Il vissuto di Jesso è il filo conduttore di Goon: How Could You Babe, affronta il tema del tradimento, il pathos e l’orecchiabilità del ritornello valgono da sole il prezzo del biglietto. Hollywood, uno dei brani più morbidi e intensi, narra le peripezie del cantautore in terra americana, giocando magistralmente con le pause e la dinamica, con una chiusura orchestrata pregna di intensità emotiva. Maliconia e frustrazione sono le parole chiave di Can’t Stop Thinking About You e Without You (con un cameo di Danielle Haim alla batteria): entrambe scorrono via piacevolmente, con un retrogusto decisamente McCartiano. In Just A Dream, Tobias si inventa padre, immaginando un ipotetico dialogo con il figlio appena nato: “I can’t explain the world to you […] There’s a thing called hate, and there’s a thing called love too.[..] My baby she looked at me, and she smiled”; evidentissimo è il debito musicale con il Randy Newman di Sail Away. Tell The Truth, con il suo arpeggio di chitarra e The Wait, un omaggio a Nick Drake, sono forse le tracce che si discostano di più dal resto dell’album.

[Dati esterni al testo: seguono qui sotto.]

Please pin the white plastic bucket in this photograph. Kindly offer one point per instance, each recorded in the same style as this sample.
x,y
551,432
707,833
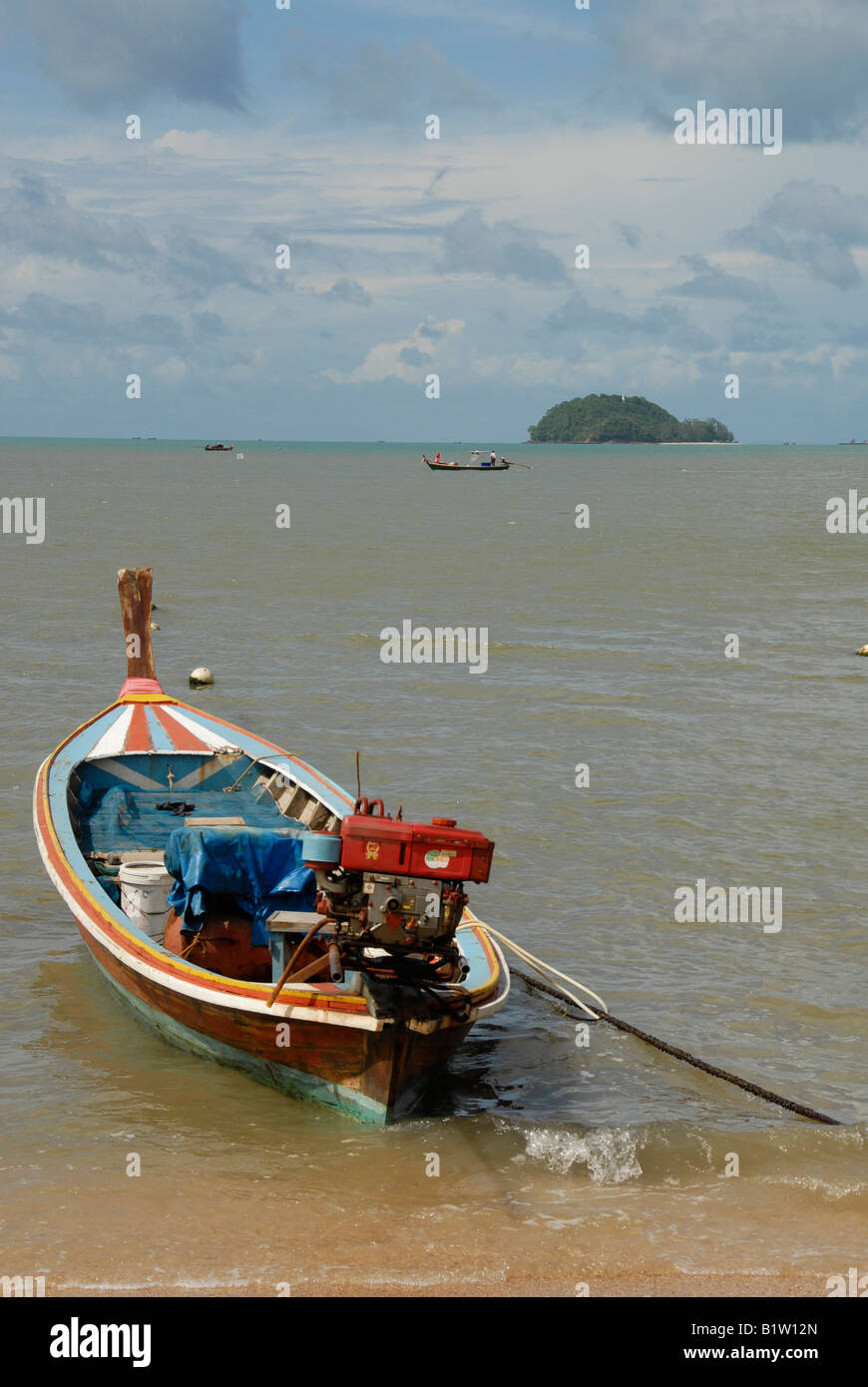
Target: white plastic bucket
x,y
145,888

Complessivamente, pur non potendo parlare di vera e propria epifania, possiamo annoverare Goon tra i migliori esordi dell’anno. Le tonnellate di hype  sono giustificate da un talento cristallino e da un indubbio gusto per la melodia, da sempre esplicitato e rivendicato dal ventinovenne di Vancouver. Probabilmente una delle note dolenti è forse la mancanza di originalità del progetto, nonchè la ripetitività nella narrazione e del mood generale delle canzoni. Spesso, l’artista canadese si limita a citare i grandi crooner del passato senza aggiungere nulla di suo, cosa che invece è riuscita a Father John Misty con il suo I Love You, Honeybear, per fare un raffronto con un lavoro fresco di uscita.
Non senza un’inspiegabile stranezza, l’arte del cantautorato resiste, mantenendo quasi inalterato il suo anacronistico fascino, in attesa di capire quale sarà la prossima mossa di Tobias Jesso Jr.